Superset is an open-source product originally developed by AirBnB that, as stated in their docs:

Apache Superset (incubating) is a modern, enterprise-ready business intelligence web application.

What’s more important, it manages to give tools for both technical and non-tech people to work with it. You can easily build a plot using data from a table in your database, a csv file or a Druid cluster. But in case you need to customize a plot, or to obtain data from a overly-complicated query, you still have the ways to do so, nice!

So… let’s install it?

Disclaimer: I’m going to install locally (Ubuntu 18.04), as a first approach to working with Superset. I do not recommend following the same steps in a production environment!

  1. First you need to install both Docker and docker-compose
  2. Clone the Superset repo
git clone https://github.com/apache/incubator-superset/

3. Navigate to the folder in which the docker files are placed

cd incubator-superset/contrib/docker

4. Run docker-compose specifying file docker-init.sh as entrypoint

docker-compose run --rm superset ./docker-init.sh

This is going to download (the first time it may take a long time) and configure three containers: one with Superset, another one with a Redis instance (to handle cache) and a last one with Postgres (handles metadata). You’ll be asked for an user and password in this process.

5. Launch it!

docker-compose up -d

Now you should be able to access to your Superset service using http://localhost:8088/login/, congrats!

As specified in the docker-compose.yaml file, the containers will be automatically run when restarting docker (or the computer), so you don’t have to worry about rerunning docker-compose when restarting.

Quick Note: If the last step fails for you have to modify file incubator-superset/contrib/docker/docker-compose.yaml and set the environment to production:

SUPERSET_ENV: production
#SUPERSET_ENV: development

This is an already documented problem (Link to Github issue) and hopefully there is a fix coming soon enough.

Ok, that was way too boring, let’s import our first datasource and build some cool graphics!

via GIPHY

The data I’ve used includes information on all property sales in England and Wales that were sold for full market value in 2018 (source). I’ve downloaded the csv and dumped it into a table in Postgres.

First of all, we need to create a connection from Superset to our database, which is done on section Sources > Databases. Once in there, the connector is specified via SQLAlchemy url, which supports a wide range of databases. Here is how I’ve done it with Postgres:

The Superset connector uses SQLAlchemy

Then, it is needed to add each of the tables that we want to use in our visualizations. That action is performed in section Sources > Tables.
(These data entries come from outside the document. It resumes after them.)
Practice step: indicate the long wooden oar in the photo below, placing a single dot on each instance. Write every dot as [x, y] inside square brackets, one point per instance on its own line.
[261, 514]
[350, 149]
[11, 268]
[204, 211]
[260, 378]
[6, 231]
Now we have to play with Superset two main objects: dashboards and charts. Each dashboard is composed of several charts that we can arrange as we please. The process of building a basic chart and composing a dashboard is really simple, so I’m not going to explain how to do it, go and learn!

In just about 15 minutes, I’ve managed to build this dashboard:

A simple dashboard displaying some basic graphs

The magic of it is that, as we play with the different filters, the visualizations will be updated without refreshing the page. Don’t believe me? Just watch the following gif, in which first I apply a filter by city and later a temporal one.

Visualizations are re-rendered as soon as a filter is applied

Take into account that each visualizations needs to execute, at least, one query. If your dataset is huge and you change filters very fast, you may block your database (sometimes patience is the word).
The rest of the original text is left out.